I don’t know about them, but I’m convincing myself. The show is going to happen. It must. I didn’t realize until now how important it is to me. It’s mine, after all – I wrote and directed it, lied for it, bullied for it, lost a friend over it. It’s mine.
“Now, who’s with me?” I ask. “Who’s ready to go onstage in about a minute?”
Silence. And then, an unexpected voice.
“I’m ready,” says Justin. He smiles at me, trim and tidy. And calm. It occurs to me that he’s never caused me a minute of worry. He knew his lines first. He taught the dance steps. He’s never missed a rehearsal. He’s never complained about anything.

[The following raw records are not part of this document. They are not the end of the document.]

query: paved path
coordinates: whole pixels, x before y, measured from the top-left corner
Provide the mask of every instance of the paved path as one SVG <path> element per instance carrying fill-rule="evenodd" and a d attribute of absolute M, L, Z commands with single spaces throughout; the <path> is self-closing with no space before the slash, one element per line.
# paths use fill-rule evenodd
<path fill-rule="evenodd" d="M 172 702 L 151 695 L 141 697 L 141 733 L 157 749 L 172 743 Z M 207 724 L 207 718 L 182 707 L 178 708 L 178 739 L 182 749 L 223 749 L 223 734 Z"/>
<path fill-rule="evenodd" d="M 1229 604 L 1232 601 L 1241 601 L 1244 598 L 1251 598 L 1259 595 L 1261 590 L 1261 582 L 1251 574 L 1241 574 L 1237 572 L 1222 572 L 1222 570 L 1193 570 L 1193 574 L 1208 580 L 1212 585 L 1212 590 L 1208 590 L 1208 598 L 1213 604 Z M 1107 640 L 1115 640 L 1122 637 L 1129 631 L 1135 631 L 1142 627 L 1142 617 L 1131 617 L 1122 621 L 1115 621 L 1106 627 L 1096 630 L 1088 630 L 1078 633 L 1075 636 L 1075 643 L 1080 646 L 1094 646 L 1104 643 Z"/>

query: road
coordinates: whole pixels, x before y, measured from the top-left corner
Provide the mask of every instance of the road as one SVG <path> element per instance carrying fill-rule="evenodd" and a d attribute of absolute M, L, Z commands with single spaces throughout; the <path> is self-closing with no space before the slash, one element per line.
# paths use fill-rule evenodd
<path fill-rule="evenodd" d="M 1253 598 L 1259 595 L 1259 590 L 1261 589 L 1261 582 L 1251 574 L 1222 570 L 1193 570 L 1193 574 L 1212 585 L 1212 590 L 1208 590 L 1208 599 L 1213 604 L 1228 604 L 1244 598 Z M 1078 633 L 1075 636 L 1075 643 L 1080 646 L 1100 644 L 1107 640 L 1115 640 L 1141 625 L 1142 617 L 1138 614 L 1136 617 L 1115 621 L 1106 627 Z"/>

He turns to the rest of the cast. “She’s right, you know. The show comes first. If you’re worried about looking silly, you’ll never be an actor.”
Hero? Professional? Nice guy? Hard to say. I’ve never thought too much about Justin before, but I’m awfully glad to have his support now.
“Thanks, Justin. Now, come
on,
you guys – hands in!”
I hold out my hand, palm down. Justin puts his hand on top. Slowly, as if she wants to but doesn’t know if she should, Patti reaches out and puts her hand on top of Justin’s. I smile at her. She smiles back. It’s as close as we’ve been in days. Then Zillah shrugs and puts her hand in. Michael and Jiri are next. Then the rest of them – mice and toys and citizens of Candyland – crowd around with their hands. I’m feeling squished.
Only Brad is left outside the circle. He sighs. “All right,” he says. “All right.” He puts his hand on top of the pile.
I feel that I’ve pulled a truck up a hill. “Now, let’s have a cheer. Everyone together:
Nutcracker!
Whisper it. Ready? One … two … three …”
“Nutcracker!”
An enthusiastic whisper.
“Good. Get ready now,” I say. “Michael, you’re on first.”
I run to my position, offstage left. Jiri’s flashlight fits beside the light board.
Gordon Gordon is pointing out that the lyrics were written by one of the Sunnyside School students. Applause. I can feel myself turning red. “A girl named….” Gordon pauses awkwardly. He’s forgotten.
“Jane Peeler!” cries someone from the audience, and then, in a quieter but still audible voice, “You ham fool.”
Grandma? Grandma? What is she doing here? Laughter.
“Ahem.
And now, ladies and gentlemen, boys and girls:
The Nutcracker!”
The principal trips on his way down the steps to the audience.
The curtain rises on the Stahlbaum house on Christmas Eve. Reds and greens and yellows shine warmly down. So, not so warmly, does a single spotlight near the back, with a CITY TV stencil on the side. Miss Gonsalves begins the overture. You know it:
dah, dah-dah-dah
dah
dah,
dah
dah dah.
Michael keeps time, nodding his head as he counts the beats – twelve beats before he is to begin speaking. I count with him, in my head. One, two –
The phone on the wall over my head rings.
Good thing the music is loud. I jump for the receiver.
“Jane Peeler, is that you?”
“Yes,” I whisper.
“The five minutes are up. Get ready.” He laughs crazily.
With half my mind, I’m still counting with Michael onstage. Nine, ten, eleven –
On the next beat, the lights go out. All of them. My reds and greens and yellows. The
CITY
spot. Everything.
I drop the phone and flip the switches on the board. Nothing. Nothing at all. I try the houselights. Nothing. All you can see are little red dots – showing that the video cameras in the parents’ hands are turned on – and the red emergency
EXIT
signs over the gym doors. And in a moment everyone will be filing through them. And our
Nutcracker
will never be seen.
A power failure. Mr. Gebohm’s revenge. I reach for Jiri’s flashlight.